Neue Westfälische - Höxtersche Kreiszeitung
Die Spirale von Gewalt, Schweigen und Scham
Frauenhaus: Der Warburger Frauensozialdienst zieht Bilanz. Der Jahresbericht macht deutlich, dass der Bedarf an den Angeboten groß ist. Besonders beim Thema Häusliche Gewalt.
Warburg.
Die Anzahl der Opfer Häuslicher Gewalt lag kreisweit bei 394 Fällen, die im vergangenen Jahr die Polizei beschäftigte. „Leicht rückläufig, aber immer wieder erschreckend“, sagt Jörg Niggemann. „Das sind im Schnitt gut vier Fälle pro Woche im Kreisgebiet“, ordnet derer Pressesprecher der Höxteraner Kreispolizeibehörde die Zahl aus der Kriminalitätsstatistik ein. Darunter auch einige Haushalte, die gleich mehrmals im Jahr auftauchen.
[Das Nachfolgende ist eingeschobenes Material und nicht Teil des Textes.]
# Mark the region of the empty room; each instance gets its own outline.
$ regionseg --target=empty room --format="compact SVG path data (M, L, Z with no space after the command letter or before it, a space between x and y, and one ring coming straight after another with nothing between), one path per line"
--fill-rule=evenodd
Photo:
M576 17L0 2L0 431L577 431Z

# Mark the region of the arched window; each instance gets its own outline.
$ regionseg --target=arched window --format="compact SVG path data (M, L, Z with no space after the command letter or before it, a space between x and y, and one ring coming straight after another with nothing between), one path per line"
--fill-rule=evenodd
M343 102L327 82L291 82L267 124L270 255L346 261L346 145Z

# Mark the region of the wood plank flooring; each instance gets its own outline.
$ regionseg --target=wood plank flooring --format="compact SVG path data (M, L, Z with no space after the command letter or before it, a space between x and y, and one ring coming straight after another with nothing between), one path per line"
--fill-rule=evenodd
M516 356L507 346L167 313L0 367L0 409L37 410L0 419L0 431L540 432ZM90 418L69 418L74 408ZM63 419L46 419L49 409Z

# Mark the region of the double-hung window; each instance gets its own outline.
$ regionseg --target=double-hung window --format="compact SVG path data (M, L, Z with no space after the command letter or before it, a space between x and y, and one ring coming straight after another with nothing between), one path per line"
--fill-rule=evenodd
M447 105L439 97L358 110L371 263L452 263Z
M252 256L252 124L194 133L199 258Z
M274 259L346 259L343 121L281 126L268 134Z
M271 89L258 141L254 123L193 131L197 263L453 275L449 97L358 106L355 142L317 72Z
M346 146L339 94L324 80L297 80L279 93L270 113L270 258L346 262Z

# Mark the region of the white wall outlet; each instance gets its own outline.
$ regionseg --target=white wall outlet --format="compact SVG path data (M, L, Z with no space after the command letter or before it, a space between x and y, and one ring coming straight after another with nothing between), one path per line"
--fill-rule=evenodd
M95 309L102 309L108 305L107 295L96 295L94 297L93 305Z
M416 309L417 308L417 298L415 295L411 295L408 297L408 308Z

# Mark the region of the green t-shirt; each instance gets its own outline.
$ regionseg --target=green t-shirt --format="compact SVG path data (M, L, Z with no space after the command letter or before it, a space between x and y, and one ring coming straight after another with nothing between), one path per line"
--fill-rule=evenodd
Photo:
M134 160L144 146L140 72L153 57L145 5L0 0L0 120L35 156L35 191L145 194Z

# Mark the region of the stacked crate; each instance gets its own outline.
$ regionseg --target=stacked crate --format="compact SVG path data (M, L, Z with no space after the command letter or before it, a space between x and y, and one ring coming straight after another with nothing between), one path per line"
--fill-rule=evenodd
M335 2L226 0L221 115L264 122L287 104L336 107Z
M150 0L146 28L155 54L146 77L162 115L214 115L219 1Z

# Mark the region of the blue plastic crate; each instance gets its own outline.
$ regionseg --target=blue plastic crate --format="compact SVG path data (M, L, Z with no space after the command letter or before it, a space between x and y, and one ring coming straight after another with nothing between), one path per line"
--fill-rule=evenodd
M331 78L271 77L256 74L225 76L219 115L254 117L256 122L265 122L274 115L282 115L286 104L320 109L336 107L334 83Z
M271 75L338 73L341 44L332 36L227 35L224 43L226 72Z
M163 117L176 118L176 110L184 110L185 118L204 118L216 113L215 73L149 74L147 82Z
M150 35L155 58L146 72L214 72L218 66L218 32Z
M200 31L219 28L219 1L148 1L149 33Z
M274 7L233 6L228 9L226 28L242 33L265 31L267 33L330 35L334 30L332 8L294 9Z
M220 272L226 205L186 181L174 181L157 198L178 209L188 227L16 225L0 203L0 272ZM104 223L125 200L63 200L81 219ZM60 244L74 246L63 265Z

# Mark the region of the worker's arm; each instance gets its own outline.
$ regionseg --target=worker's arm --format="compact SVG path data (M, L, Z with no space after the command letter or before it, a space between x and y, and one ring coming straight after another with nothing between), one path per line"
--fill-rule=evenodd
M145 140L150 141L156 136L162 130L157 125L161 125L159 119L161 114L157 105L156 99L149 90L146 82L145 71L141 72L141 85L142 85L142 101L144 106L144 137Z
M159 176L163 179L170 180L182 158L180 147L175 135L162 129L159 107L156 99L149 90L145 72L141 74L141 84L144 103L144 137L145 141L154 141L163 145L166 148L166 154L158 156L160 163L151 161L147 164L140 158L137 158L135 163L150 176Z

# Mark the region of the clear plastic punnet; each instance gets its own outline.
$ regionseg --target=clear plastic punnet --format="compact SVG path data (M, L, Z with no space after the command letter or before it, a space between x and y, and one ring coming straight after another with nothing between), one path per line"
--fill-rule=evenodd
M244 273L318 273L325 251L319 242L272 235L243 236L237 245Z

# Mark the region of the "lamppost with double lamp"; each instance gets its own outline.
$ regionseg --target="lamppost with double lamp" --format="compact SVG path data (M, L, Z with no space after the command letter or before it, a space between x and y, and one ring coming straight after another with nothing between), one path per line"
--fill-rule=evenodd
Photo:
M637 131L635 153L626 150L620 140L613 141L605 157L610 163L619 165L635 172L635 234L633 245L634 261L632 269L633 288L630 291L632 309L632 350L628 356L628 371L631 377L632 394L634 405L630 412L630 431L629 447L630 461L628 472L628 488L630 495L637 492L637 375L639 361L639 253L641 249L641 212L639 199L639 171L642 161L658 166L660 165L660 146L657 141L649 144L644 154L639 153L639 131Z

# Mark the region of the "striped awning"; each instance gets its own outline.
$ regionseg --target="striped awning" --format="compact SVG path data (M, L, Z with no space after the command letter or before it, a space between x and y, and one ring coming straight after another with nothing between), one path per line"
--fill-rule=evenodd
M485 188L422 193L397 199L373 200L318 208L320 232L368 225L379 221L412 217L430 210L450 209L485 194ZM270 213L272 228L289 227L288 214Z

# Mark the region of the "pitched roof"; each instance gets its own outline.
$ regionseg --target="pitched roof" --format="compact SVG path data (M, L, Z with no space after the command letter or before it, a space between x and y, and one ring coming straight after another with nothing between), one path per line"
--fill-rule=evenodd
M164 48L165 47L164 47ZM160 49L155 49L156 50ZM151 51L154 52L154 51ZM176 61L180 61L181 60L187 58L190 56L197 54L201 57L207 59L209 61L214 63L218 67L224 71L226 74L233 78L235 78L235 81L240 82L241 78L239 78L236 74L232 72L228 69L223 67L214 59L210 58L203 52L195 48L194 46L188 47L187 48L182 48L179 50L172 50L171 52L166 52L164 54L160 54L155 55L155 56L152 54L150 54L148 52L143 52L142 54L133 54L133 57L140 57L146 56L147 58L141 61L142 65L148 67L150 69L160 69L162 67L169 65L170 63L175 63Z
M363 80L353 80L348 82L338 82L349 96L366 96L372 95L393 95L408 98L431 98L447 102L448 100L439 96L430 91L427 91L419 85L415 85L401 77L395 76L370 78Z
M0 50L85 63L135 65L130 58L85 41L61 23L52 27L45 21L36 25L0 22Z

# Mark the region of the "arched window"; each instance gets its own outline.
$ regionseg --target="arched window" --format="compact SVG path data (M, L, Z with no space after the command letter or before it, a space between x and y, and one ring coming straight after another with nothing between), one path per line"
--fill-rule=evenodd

Doch bleibe die Dunkelziffer im Bereich der häuslichen Gewalt hoch, merkt Daniela Dahlmann an. Die Geschäftsführerin des Warburger Sozialdienstes katholischer Frauen (SKF), dem Träger des Frauenund Kinderschutzhauses im Kreis Höxter, weiß nur allzu gut um das Schweigen vieler Frauen. Neben der physischen und psychischen Gewalt in Familie und Partnerschaft, die Scham, sich außerhalb der eigenen vier Wände Hilfe zu holen. Dazu die starke Sehnsucht nach dem heilen Familienidyll.
Dennoch fanden im vergangenen Jahr einige der betroffenen Frauen den Weg ins Frauen- und Kinderschutzhaus des SKF. Wie es der jetzt veröffentlichte Jahresbericht 2023 des Warburger Ortsvereins im Frauensozialverband ausweist, hatten die Mitarbeiterinnen 36 Frauen und 48 Kinder in den zwölf Monaten auf ihrem Weg begleitet. Frauen zwischen 19 und 63 Jahren, Kinder vom Neugeborenen bis zum Jugendlichen kurz vor der Volljährigkeit. Das Leben nach dem Aufenthalt: Elf Frauen begannen ein Leben in einer neuen Wohnung, fünf gingen zu Freunden oder Verwandten, sieben kamen in anderen Einrichtungen oder Frauenhäusern unter, fünf sind unbekannt verzogen und zwei gingen zurück zu ihren Partnern. Zahlen aus der Statistik, Zahlen, hinter denen jeweils individuelle Schicksale stehen.
Auch nach einem Frauenhaus-aufenthalt kehren Frauen immer wieder zu ihrem prügelnden Partner zurück. Aus der Hoffnung heraus, dass sich etwas verändert, geben sie ihre Beziehung nicht auf. Der Wunsch nach einer heilen Vater-mutter-kind-welt ist bei allen betreuten Frauen groß. Neben der körperlichen und seelischen Gewalt erleben die
Frauen zu Hause auch ökonomische und sexuelle Gewalt. Das Feld der sexuellen Gewalt tritt dabei häufig in den Hintergrund und wird von der Öffentlichkeit nicht als solche gesehen.„gewalt gegen Frauen geht uns alle an“, sagt Dahlmann. Im Spätherbst hatte in Warburg und in Brakel vom SKF organisiert eine Schau unter dem Titel „Am Anfang war es Liebe“aufmerksam gemacht. In Deutschland wird alle zwei Minuten ein Mensch Opfer von Häuslicher Gewalt. „Jede Stunde werden mehr als 14 Frauen Opfer von Partnerschaftsgewalt“, nennt Dahlmann eine weitere Zahl.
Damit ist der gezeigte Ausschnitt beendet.